Ama şekerleri vermesi için bir şartı vardı, Hacı Ömer'in. Tek tek sıraya dizilir, küçükten büyüğe, hepimiz elini öperdik.
Her akşam tekrarlanırdı bu gelenek.
Biz şekerlemelerimizi almanın gururunu yaşarken, şekerci dede de el öptürme geleneğini sürdürmenin haklı gururunu yaşıyordu.
Ezan sesiyle birlikte evlerimize dağılırdık. Mutluluğumuz, gözlerimizden okunurdu.
Şekerci dede ise çocukları mutlu etmenin bir yolunu bulmuştu bu şekilde.
Bir de dünya tatlısı eşi vardı adı neydi? Neydi? Şimdi hafızamdan uçtu, gitti, gökyüzünün eteklerine doğru.

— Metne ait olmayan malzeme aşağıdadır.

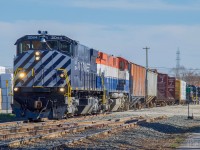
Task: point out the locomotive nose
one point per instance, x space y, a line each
38 104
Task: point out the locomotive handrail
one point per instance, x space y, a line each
69 89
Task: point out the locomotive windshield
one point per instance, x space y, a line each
51 43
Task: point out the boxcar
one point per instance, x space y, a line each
166 89
180 91
137 84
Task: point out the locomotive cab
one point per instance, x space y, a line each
42 69
45 42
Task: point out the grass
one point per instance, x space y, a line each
177 142
6 117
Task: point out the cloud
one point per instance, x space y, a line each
120 40
126 4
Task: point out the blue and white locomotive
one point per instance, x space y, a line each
55 76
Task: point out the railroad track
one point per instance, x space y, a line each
62 133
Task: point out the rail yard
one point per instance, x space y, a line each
155 128
65 95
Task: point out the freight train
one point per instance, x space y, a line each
55 77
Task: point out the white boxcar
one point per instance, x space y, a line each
2 70
180 88
152 83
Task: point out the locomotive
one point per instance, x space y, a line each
55 77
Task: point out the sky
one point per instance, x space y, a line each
118 27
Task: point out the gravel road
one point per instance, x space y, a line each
168 133
163 134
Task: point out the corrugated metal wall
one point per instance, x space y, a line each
152 83
138 74
180 90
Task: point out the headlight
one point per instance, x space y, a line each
62 89
22 75
16 89
37 58
37 53
62 75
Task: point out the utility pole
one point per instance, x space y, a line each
146 80
178 64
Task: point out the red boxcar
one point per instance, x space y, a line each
166 89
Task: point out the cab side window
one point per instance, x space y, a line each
65 47
24 46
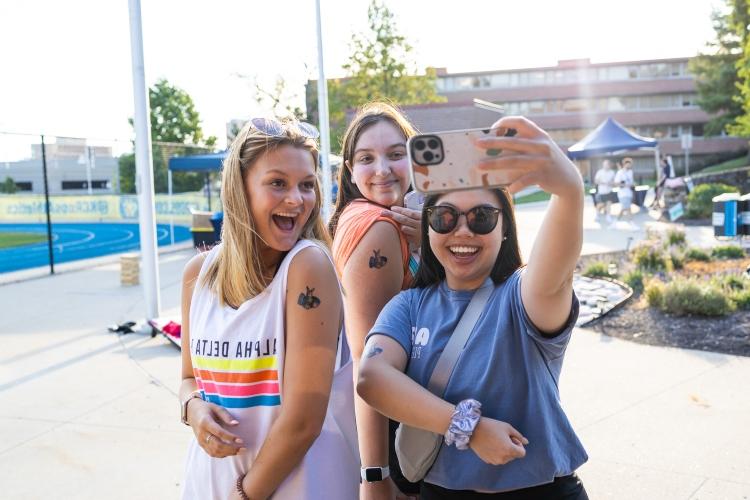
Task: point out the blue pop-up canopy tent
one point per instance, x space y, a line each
197 163
608 137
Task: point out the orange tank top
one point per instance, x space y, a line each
354 222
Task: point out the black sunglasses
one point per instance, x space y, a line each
275 128
481 219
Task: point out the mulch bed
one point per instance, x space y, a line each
638 322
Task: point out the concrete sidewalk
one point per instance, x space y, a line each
90 414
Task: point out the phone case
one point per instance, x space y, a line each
447 161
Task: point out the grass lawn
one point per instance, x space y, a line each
8 240
533 197
727 165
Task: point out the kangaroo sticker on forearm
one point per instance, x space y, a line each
308 300
377 261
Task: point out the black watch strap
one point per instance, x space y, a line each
374 474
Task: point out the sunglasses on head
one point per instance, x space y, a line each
275 128
481 219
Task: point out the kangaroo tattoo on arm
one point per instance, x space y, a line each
307 299
377 261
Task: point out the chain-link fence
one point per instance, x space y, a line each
70 198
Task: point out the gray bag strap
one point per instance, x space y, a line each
447 360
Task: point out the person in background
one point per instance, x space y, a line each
625 186
506 435
605 181
371 229
665 172
261 344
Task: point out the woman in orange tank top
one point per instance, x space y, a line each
371 233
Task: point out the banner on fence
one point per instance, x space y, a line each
98 208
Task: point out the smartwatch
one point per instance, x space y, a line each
183 405
374 474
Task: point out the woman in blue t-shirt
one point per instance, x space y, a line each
501 405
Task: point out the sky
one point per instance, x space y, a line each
65 66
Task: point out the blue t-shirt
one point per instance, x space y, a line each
507 365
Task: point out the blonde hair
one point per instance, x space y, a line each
236 275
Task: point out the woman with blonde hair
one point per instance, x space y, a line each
371 231
264 382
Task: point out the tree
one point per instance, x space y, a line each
379 67
175 130
8 186
741 26
716 74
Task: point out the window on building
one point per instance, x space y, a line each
95 184
689 100
660 101
500 80
464 83
618 73
536 107
616 103
536 78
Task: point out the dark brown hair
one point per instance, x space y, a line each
367 116
432 272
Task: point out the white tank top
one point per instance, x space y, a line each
238 362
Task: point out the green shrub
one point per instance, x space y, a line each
741 299
596 270
676 237
699 204
634 280
650 256
728 252
732 282
655 293
688 296
697 254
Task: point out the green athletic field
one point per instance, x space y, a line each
8 240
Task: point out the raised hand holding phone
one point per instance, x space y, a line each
409 217
529 158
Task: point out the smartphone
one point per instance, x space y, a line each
448 161
414 200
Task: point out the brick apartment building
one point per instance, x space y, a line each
653 98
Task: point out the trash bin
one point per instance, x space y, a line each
744 223
129 269
640 195
217 220
725 215
202 229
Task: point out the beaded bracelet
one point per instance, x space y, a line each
241 491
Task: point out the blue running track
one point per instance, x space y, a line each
78 241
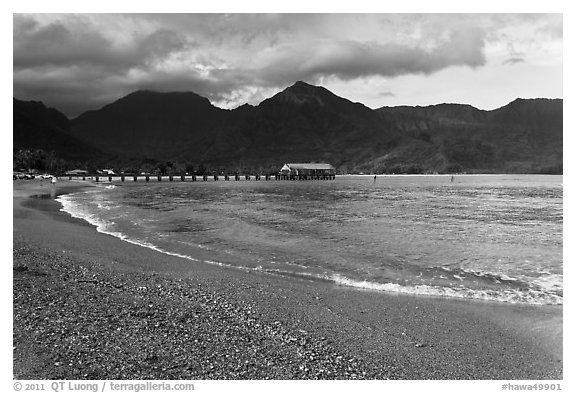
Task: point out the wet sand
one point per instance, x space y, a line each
90 306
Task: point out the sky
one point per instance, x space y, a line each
79 62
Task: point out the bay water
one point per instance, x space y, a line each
488 237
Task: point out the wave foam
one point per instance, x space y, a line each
526 296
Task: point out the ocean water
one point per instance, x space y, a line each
489 237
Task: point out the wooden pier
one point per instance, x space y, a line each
194 178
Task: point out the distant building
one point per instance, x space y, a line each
76 172
307 169
105 172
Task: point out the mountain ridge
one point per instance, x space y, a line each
309 123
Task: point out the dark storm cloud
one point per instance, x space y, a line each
81 62
513 60
349 60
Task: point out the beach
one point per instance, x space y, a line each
90 306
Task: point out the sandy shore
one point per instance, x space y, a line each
90 306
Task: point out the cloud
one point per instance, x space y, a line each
386 94
513 60
79 42
80 62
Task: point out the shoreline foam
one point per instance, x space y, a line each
390 336
530 296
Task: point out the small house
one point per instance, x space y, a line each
308 169
76 172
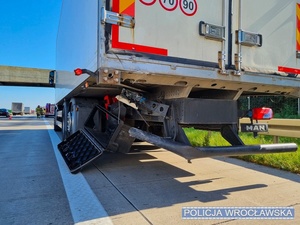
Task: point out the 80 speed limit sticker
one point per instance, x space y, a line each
148 2
188 7
169 5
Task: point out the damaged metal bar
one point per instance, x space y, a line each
189 152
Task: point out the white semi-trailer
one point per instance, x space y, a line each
17 108
147 68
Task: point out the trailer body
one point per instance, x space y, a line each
162 65
17 108
27 110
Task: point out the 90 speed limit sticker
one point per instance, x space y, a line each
188 7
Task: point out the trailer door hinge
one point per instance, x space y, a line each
117 19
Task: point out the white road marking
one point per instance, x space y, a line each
84 205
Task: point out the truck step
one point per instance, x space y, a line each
79 149
103 131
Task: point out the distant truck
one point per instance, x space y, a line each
17 108
27 110
49 109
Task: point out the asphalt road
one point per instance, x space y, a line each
147 186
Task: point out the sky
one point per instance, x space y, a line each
28 30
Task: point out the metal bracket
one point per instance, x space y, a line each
248 38
211 31
117 19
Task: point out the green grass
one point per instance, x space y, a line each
285 161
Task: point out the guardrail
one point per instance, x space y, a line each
280 127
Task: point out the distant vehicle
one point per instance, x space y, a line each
27 110
4 112
50 109
17 108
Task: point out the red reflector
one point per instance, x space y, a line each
262 113
78 71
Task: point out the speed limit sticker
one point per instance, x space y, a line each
188 7
148 2
169 5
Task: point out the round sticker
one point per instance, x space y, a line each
148 2
188 7
169 5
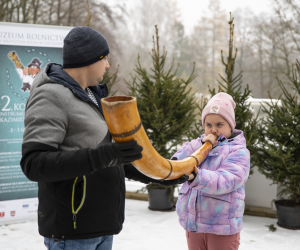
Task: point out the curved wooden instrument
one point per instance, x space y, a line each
124 124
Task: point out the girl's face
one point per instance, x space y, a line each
216 124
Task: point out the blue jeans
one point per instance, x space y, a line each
100 243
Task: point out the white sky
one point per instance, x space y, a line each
191 10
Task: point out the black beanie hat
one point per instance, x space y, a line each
83 46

Ama o kadar şeker bir kadındı ki sanırsınız benimle bugünlere gelmiş gibi yıllardır unutamadım, mahallemizin şeker tonton teyzesini. Çocukla çocuk, genç ile genç olur, her ortama ayak uydururdu.
Tek bir özeliğini hiç unutmam. Müziğin ritmine göre yaşam felsefesi vardı.
Müzik sesine dayanamaz, kalkar, oynardı. Acılarını belki de müzik sesi ile birlikte savururdu rüzgâra karşı meydan okurcasına. Saatin ve zamanın hiç önemi yoktu onun için.
Hıdrellez'de bile şen şakrak çocuklar gibi bizimle birlikte çocuk olur; yakar top oynar, ip atlar, hatta salıncakda bile sallanırdı.
Bu iki dünya tatlısı karı koca, mahallemizin ilgi odağı olmuştu.
Bir sabah uyandığımda, mahallemizin şeker tonton teyzesi bu dünyadan göç etmişti başka dünyaya.
O kadar gözyaşı döktüm ki bardaktan boşalırcasına, gözyaşım yağmur ile yarışıyordu âdeta.
Göğsünde ise komşumuzun küçük kızının resmi varmış. Pamuk elleri, resmi tutuyormuş. Anlam verememiştim bunu duyduğumda, biraz da kıskanmıştım komşunun küçük kızını benden çok sevmiş diye, çocukluk işte!
Sonra kendimi sorguladım, neden hep sevdiklerimi alır Mevlâ'm diye?
Uzun uzun sessizliğe büründüm o günden sonra. Yan odaya geçmeye dahi korkar oldum.
Zaman hızlı ilerliyor tabii. Bir gün Hacı Ömer'in de sessizce aramızdan gidişine şahit oldum.
Derin duygular ile ben de kuytu köşelerde, kendimce sığınacak bir liman aradım.
Hep aklımda, beynimi kemiren deli deli sorular ile bu günlere geldim.
Bir insan önce doğar, emekler, yürür, konuşur, bir mevki sahibi olur ve de gelecek nesile ardında unutulmayacak miras bırakır, sonra da bu dünyadan göç eder. Bu dünyanın yaşam geleneği olsa gerek.
Günlerce, aylarca, hatta yıllarca hep şekerci Ömer dedeyi düşündüm, durdum.
Ömer dede, çocukları mutlu etmenin yolunu, elini öptürme şartıyla ve bizleri şeker ile ödüllendirerek bulmuştu.
Peki siz, mutlu olmak için ne yapıyorsunuz?